How to limit rewalk

gebickford
Posts: 6
Joined: Mon Jun 18, 2001 3:25 pm

How to limit rewalk

Post by gebickford »

I'm trying to find the most efficient and easiest way to configure Webinator so it doesn't re-walk the pages it's already done. The site I'm working on is a newspaper's online site, where nearly all the content never changes. Each week the items in the main directory are replaced, and after a week are moved into a dated directory under /archive/. Thus, we have:

/
/welcome.html
/front1.shtml
/front2.shtml
...
/archive/
/archive/20010620/
welcome.html
front1.shtml
...
/archive/20010613/

and so forth. The archives are linked off the main page so a depth limit won't do what I want - the new archive is at the same depth as the old ones.

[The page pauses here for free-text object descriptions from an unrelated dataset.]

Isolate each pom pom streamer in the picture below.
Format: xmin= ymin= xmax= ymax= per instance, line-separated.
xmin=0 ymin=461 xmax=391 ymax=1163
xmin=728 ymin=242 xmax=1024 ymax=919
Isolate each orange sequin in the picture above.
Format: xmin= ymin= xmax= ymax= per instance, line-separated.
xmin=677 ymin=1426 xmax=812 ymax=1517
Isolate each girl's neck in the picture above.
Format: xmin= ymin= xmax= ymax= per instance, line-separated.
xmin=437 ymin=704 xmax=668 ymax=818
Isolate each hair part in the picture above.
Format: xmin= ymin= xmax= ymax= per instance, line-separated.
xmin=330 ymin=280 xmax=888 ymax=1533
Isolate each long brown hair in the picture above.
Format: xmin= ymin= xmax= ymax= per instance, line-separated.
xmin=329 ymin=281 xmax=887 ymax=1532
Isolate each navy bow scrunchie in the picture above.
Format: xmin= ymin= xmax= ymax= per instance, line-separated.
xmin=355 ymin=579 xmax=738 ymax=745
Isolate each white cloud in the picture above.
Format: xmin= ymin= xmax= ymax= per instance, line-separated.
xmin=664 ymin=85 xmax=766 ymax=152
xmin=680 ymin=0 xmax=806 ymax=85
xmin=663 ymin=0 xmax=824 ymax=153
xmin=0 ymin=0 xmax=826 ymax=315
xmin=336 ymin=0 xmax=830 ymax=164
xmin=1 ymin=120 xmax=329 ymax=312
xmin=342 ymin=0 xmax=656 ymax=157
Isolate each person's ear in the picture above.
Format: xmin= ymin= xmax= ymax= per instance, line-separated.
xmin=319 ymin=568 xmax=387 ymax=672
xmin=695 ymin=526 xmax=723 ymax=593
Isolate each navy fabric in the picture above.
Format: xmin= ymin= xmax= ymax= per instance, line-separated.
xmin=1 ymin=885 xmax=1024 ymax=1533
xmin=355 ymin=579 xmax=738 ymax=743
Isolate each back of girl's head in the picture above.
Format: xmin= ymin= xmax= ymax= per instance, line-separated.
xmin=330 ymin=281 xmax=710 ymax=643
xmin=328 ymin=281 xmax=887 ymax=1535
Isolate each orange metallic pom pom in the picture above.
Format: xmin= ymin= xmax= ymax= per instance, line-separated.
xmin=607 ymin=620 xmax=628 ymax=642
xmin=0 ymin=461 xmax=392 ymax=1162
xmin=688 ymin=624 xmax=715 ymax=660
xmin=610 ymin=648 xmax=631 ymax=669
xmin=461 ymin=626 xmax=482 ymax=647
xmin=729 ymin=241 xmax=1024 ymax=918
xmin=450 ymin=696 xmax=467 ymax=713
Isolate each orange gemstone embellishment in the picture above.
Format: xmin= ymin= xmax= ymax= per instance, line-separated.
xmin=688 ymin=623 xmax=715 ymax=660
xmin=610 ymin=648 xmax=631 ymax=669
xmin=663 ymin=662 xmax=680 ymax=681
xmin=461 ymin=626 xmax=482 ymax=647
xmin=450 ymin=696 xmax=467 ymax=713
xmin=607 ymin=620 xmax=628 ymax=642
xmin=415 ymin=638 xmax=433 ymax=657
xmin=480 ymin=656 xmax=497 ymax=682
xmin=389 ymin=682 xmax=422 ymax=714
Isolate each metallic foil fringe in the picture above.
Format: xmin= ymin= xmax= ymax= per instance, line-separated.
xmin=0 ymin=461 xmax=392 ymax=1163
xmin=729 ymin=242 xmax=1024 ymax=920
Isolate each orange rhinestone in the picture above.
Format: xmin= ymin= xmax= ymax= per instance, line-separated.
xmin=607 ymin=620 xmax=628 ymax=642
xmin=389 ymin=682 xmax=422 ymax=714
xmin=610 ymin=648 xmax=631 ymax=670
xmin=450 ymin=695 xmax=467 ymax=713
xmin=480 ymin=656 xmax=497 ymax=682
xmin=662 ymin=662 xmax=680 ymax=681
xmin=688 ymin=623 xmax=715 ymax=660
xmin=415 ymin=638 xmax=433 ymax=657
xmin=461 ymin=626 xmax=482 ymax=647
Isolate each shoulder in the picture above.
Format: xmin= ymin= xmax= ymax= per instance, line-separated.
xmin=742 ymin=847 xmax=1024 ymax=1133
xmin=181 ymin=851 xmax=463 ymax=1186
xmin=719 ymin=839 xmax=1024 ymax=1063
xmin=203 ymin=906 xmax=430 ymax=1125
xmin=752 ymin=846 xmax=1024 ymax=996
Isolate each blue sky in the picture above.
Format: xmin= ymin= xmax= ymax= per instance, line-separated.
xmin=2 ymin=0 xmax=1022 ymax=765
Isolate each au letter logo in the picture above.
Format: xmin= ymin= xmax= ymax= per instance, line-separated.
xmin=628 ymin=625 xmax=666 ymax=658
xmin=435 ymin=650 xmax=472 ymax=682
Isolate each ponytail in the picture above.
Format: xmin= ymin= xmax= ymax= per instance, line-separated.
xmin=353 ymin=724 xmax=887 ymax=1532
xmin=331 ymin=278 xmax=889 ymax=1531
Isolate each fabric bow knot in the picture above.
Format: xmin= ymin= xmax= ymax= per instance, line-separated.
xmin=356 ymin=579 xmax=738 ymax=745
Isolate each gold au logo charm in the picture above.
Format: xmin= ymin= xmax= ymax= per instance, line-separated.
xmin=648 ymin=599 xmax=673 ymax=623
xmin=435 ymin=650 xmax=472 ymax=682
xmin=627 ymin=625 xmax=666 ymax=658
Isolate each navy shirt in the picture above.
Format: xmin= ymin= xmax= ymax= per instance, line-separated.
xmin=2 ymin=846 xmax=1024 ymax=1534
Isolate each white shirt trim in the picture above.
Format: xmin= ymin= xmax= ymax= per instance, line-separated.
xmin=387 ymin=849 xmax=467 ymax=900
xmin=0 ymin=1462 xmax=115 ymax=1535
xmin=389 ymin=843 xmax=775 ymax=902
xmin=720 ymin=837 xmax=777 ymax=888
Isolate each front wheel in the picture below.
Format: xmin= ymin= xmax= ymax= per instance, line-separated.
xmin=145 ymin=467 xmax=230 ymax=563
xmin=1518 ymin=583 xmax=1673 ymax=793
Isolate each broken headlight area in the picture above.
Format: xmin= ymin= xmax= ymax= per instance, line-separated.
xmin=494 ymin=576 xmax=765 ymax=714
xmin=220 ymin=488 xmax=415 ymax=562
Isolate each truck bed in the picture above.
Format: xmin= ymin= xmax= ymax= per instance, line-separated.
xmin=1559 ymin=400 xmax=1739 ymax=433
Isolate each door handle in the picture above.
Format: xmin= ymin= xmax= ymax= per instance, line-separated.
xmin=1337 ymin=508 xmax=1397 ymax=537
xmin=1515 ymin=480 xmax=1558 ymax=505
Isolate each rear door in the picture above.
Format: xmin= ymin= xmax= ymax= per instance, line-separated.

Presently, I use -rewalk to reindex the entire site, which works fine. However this is inefficient. So each week, I want to index the top level, plus just _one_ of the directories under /archive (the most recent).

I see several possible ways to do this, including using the -V option to only download modified pages, or using -x to exclude previously run directories (this would require updating for each run).

What might be the most effective way to do this? My present config file has these options:
-d- -D9 -M -o -t5 -fshtml
The -D9 is historical, and probably not relevant any more.
User avatar
mark
Site Admin
Posts: 5519
Joined: Tue Apr 25, 2000 6:56 pm

How to limit rewalk

Post by mark »

Use -e with -X and -V
gebickford
Posts: 6
Joined: Mon Jun 18, 2001 3:25 pm

How to limit rewalk

Post by gebickford »

If I understand correctly then, adding (for example) '-e"-7 days" -X -V will _limit_ the retrieval of older pages, but won't limit the retrieval of the new pages?

Also, because of the timeliness factor in newspapers, we intend to use a version of the scripted walker code to set the page's last-modified date into the Visited field, so we can use "order by Visited" in the search and get most recent articles first. I think this won't affect the above negatively. Am I right?

Adding the page date (either by parsing a meta-tag or the last-modified method) to the database in its own field would be my suggestion for the ideal new feature :O) This would get us away from the kluge of using the Visited field for this. Another, more general way of handling this might be to add a 'comments' field in which we could put arbitrary data, perhaps XML-format. This would handle all sorts of user extensions without forcing any additional expansion and incompatibility issues with the database.
User avatar
mark
Site Admin
Posts: 5519
Joined: Tue Apr 25, 2000 6:56 pm

How to limit rewalk

Post by mark »

Right. It will check each page for modification. Modified pages will be downloaded. New hyperlinks will be added to the database. This all assumes that the webserver respects the if-mod-since directive in a request.

If you're adventurous you could modify the scripted walker to do the whole thing for you rather than having to do every page twice. See http://thunderstone.master.com/texis/ma ... 3a96d57b1a

The meta field holds the arbitrary meta info. See -meta.